Status: Under Active Development (New Environments and features will be added)
Gym Chrono is a set of continuous state and action spaces DRL environmentbased on the open-source physics engine Project Chrono. In order to run these environment you need to install PyChrono. Being part of Project Chrono, PyChrono is free and open-source. Moreover, it provides an Anaconda installer. Currently, these tasks are supported:
chrono_pendulum-v0
Reverse pendulum, the goal is to balance a pole on a cart. 1 action (force along the z axis) and 4 observations (position and speed of cart and pole).
chrono_ant-v0
A 4-legged walker, the goal is learning to walk straight as fast as possible. 8 actions (motor torques) and 30 observations (GOG height, COG speed, COG orientation in Euler Angles, COG rotational speed, joints rotation, joints speed, feet contact).
chrono_hexapod-v0
A 6-legged walker, the goal is learning to walk straight as fast as possible. Heach legs counts 3 actuated joints. 18 actions (motor torques) and 53 observations (GOG height, COG speed, COG orientation in Euler Angles, COG rotational speed, joints rotation, joints speed, feet contact).

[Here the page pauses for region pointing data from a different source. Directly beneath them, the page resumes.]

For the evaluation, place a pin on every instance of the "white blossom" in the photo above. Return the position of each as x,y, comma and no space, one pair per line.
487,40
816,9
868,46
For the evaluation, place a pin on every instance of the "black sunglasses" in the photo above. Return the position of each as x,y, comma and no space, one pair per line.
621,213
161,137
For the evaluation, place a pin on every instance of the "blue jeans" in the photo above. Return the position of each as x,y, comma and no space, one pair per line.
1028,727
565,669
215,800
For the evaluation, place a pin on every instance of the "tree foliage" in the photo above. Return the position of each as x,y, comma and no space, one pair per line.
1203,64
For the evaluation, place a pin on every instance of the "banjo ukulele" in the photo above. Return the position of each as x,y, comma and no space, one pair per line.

This is a model of a real hexapod robot, the PhantomX Hexapod Mark II. Motors dara are available here. Credit to Hendricks for the CAD drawings.
ChronoRacer3Reach-v0
A 6-DOF robotic arm (Comau Racer-3), the goal is minimizing the distance between the center of the gripper and the center of the red target box. CAD files and part of the techical data are freely available from the Comau website here . 6 actions (motor torques) and 18 observations (joints rotation, joints speed, end-effector position, target position).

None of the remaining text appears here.